FDA Removes a Major Barrier to Using Real-World Evidence in Regulatory Reviews
The agency says it will now evaluate real-world evidence on a case-by-case basis, removing long-standing requirements for identifiable patient-level data in certain submissions.
Yesterday, the FDA announced a significant shift in how it will evaluate real-world evidence (RWE) in regulatory submissions—starting with medical devices and with plans to extend the approach to drugs and biologics.
For certain medical device submissions, the FDA will now accept real-world evidence without always requiring identifiable, individual-level patient data to be submitted as part of a marketing application.
Historically, FDA review standards required sponsors to submit source-level, individually identifiable clinical data (the same level of granularity expected in traditional clinical trial submissions). This requirement had increasingly been applied to RWE datasets as well.
Under the new approach, FDA reviewers will evaluate the strength of submitted RWE on a case-by-case basis, even when the underlying data come from de-identified, aggregated sources.
Why the FDA says the old standard was “impractical”
The agency explicitly acknowledged that requiring individual-level data made it unworkable to use many large, high-value RWE sources, including:
National disease registries
Insurance claims databases
Electronic health record (EHR) networks
Large hospital system datasets
These sources often contain valuable macro-level insights but cannot realistically be restructured to provide identifiable patient-level datasets suitable for FDA submission. The FDA stated that this expectation had become a major barrier to meaningful use of RWE, despite years of policy encouragement.
A departure from recent policy
This shift is notable because it walks back elements of the FDA’s recent RWE oversight framework, not just older policy. In August 2023, the FDA finalized guidance describing how it would oversee RWE studies, which reinforced expectations that sponsors would submit source-level data and outlined mechanisms (such as Drug Master Files) to enable FDA access.
That framework reflected the FDA’s longstanding view that granular data access was essential to independently validate analyses. The December 2025 announcement explicitly acknowledges that this standard, when applied to large RWE datasets, limits rather than expands RWE’s practical use.
What the FDA is saying now
FDA leadership framed the change as a pragmatic reform rather than a loosening of standards. According to FDA Commissioner Marty Makary:
“We’re removing unnecessary barriers that have prevented us from using powerful real-world evidence to get life-changing treatments to patients faster.”

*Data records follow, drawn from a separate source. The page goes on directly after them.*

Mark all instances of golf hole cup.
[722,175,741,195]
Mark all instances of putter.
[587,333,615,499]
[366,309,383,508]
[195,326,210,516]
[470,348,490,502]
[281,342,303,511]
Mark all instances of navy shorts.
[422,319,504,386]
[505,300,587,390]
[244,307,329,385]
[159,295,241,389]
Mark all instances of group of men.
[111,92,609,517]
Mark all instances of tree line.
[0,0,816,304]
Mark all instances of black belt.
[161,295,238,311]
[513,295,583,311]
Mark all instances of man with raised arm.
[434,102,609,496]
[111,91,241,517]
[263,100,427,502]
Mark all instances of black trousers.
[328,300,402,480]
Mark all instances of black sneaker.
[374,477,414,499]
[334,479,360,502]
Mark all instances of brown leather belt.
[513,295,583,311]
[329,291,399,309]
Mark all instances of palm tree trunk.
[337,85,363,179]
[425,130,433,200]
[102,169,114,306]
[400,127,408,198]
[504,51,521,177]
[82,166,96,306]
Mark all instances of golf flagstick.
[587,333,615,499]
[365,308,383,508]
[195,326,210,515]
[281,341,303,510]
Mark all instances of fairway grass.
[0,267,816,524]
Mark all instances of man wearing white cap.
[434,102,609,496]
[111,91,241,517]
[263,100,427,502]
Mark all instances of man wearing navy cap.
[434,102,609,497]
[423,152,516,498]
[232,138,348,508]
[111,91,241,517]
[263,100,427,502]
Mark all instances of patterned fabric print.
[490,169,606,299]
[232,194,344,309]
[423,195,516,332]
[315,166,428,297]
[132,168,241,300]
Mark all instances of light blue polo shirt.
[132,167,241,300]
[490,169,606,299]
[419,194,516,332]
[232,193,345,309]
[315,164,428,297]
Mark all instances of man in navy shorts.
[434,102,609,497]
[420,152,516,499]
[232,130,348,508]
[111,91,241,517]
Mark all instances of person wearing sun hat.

The agency emphasized that data quality, relevance, and methodological rigor still matter, but that identifiable patient data will not always be required to demonstrate evidentiary strength.
The FDA also provided some revealing historical context:
Since 2016, 35 drugs, biologics, or vaccines have included RWE in applications.
Over 250 medical device premarket authorizations have included RWE during the same period.
Even in devices, the FDA noted that RWE-based authorizations have plateaued in recent years.
This underscores that while RWE has been widely discussed, actual regulatory uptake has been limited—a problem the agency now openly attributes in part to its own data submission expectations.
What comes next
The policy change for devices will be formalized in a forthcoming guidance document, which has already cleared White House review. The FDA has stated it intends to consider similar updates for drugs and biologics, though no drug-specific guidance has been published yet. Review decisions will be case-specific, rather than governed by a one-size-fits-all data submission requirement.
Our read of this: It’s not a blanket approval of de-identified data, but it is a clear signal that the FDA is willing to reassess long-held assumptions about data granularity and sponsors may have new flexibility in how RWE is sourced and presented. Methodology, governance, and data integrity will likely matter more than raw data ownership—and internal controls around data provenance, validation, and analytical transparency will be critical as expectations evolve.
We’ll keep you updated as more details come out of the agency.